I find it useful and instructive to occasionally allow game designs I am working on to "lie fallow", like a farmer's field used to be allowed to sit unused as a way to rejuvenate it. (Now we use fertilizer, but there's no easy equivalent in game design.) I don't do anything with the game for several months or even longer, then dig it out to playtest further. Even for games that seem to be "done" this can reveal things that need to be "fixed" or changed, particularly in the way the rules are written, but also in the play itself.

When I don't remember how to play (and I try NOT to remember, having so many games in some stage of development), then I can see the game (and the rules) with "new" eyes. I distinctly recall thinking, in some cases "What the heck was I thinking of!?" (It's important to write down what you're thinking of, as you develop a game, so that you can find out why you were thinking as you were, when this happens.) It's also instructive when I try to find things in the rules, which may not be organized as well as I thought they were. (If I still had the rules fresh in mind I might not try to find anything in the written rules.)

**
Some people suggest that the reason we like games is because we learn something while playing. Decades ago games were a learning experience both before and during play. Now, with people not reading the rules, not trying to figure anything out beforehand, and sometimes trying to learn as they actually play, games are only a learning experience during play.

One reason why lately I've designed many games that primarily use cards is that this makes it easier for players to learn as they play. And to me it's not bad to have a lot of different kinds of cards, as players learn (through the cards) as they play.

(On the other hand, some say that people, in general, don't want to bother to learn anything new. That's why "traditional" games are so popular, everybody thinks they already know how to play.

**
Are "achievements" in video games so popular because the games themselves are really a bit dull and repetitive, and we need some incentive to keep playing other than enjoyment of playing the game?

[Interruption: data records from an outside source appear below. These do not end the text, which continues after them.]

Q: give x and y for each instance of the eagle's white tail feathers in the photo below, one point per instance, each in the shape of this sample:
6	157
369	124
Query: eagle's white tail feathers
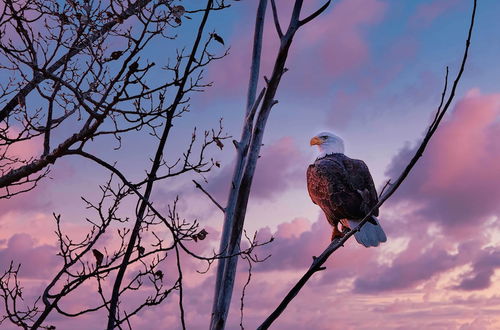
370	234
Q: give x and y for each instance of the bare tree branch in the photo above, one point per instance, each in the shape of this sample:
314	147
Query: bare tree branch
339	242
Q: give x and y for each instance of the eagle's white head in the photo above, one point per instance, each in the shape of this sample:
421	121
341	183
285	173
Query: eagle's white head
328	143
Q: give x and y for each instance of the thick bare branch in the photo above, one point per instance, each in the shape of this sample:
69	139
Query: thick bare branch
339	242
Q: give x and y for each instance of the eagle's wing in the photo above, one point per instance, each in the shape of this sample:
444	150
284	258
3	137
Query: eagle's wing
329	187
361	179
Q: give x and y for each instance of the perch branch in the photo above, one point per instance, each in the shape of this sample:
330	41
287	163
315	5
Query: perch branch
337	243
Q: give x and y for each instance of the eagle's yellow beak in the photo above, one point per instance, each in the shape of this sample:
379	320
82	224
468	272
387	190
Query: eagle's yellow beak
316	141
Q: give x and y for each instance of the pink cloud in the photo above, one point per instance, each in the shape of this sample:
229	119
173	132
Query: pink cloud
455	183
279	167
37	261
427	13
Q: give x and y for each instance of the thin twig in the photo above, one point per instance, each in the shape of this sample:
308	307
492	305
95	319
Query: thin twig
276	19
337	243
209	196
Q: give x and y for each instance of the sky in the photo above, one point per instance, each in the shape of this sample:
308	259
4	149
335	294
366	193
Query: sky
371	71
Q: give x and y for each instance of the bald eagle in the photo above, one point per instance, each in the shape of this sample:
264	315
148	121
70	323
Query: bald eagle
343	188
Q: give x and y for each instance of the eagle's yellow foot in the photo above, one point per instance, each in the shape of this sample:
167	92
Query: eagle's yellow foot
336	233
345	225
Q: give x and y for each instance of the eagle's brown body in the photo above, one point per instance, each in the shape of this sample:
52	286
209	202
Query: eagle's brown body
342	187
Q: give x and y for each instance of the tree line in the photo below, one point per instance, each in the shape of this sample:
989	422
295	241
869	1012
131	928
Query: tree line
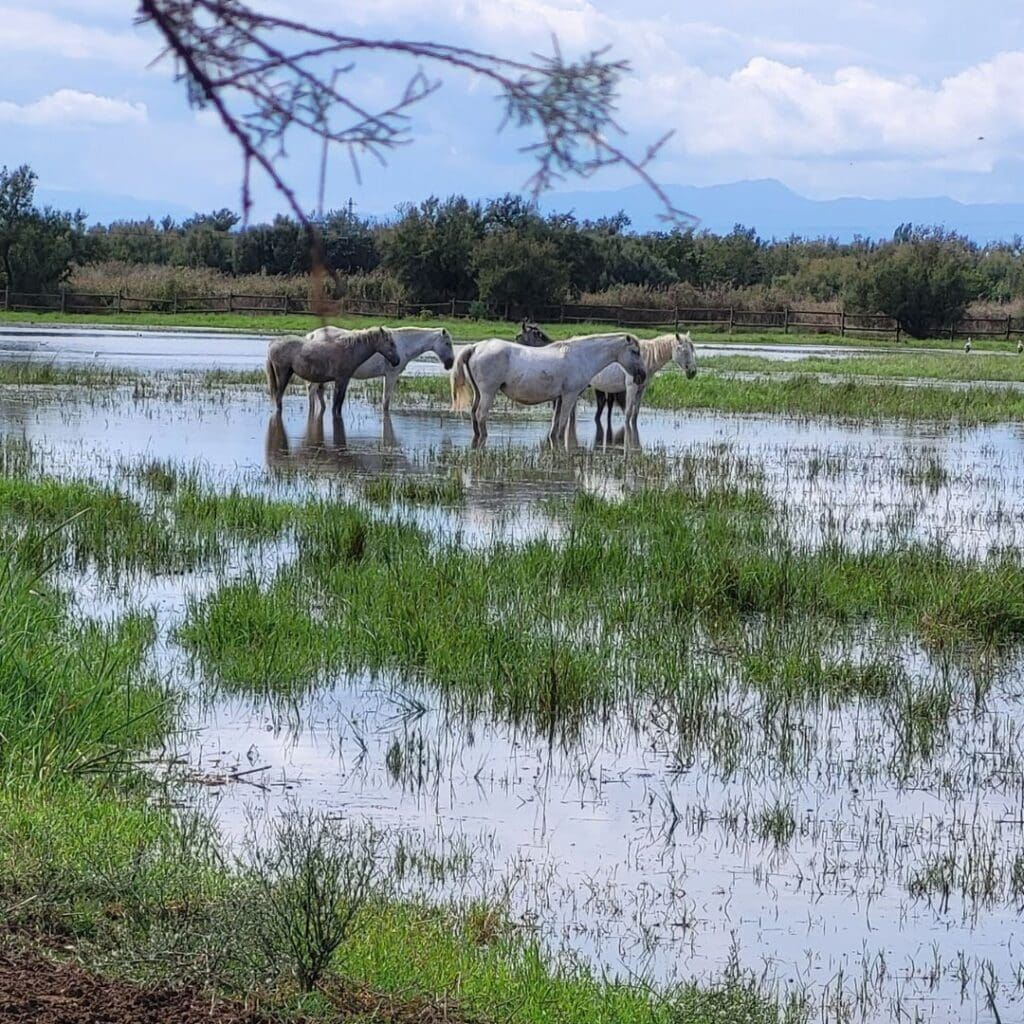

Or are they something to "keep us in the flow" by making things more difficult after we've finished the basic game?

Or are they ways to make the "puzzle" more difficult after we've completed it once? Insofar as single-player video games are often interactive puzzles, this may be the answer.

In any case, I say "achievements, my foot". Because most of it isn't worth bothering with. Or to put another way, you're achieving nothing worth achieving.

**
The biggest difference between tabletop and video game design: in the larger video games, and to some extent in the smaller, it's "design by committee." Not only are there multiple designers ("five combat designers" alone), most of the other production staff want to contribute ideas, and will be unhappy if you don't treat them seriously, whether you use their ideas or not.

**
D&D adventures as Pro Wrestling
I haven't read many lately, but in the past the published D&D adventures were written assuming something like Pro Wrestling (WWE, TNA) in the way characters behaved. So many assume the players will stand around listening to long discourses when, in fact, true survival types would be acing immediately to do away with the bad guys or get out of the area. The writers assume the players will bumble around in a group rather than use scouts or detection devices: kind of like wrestlers not noticing or looking for the obvious stuff that the audience sees (and sometimes tries to warn them about).

I suppose in that respect they're like a lot of movies, too. The standards of what makes sense have changed (degraded). Modern cinema has taken over RPGs.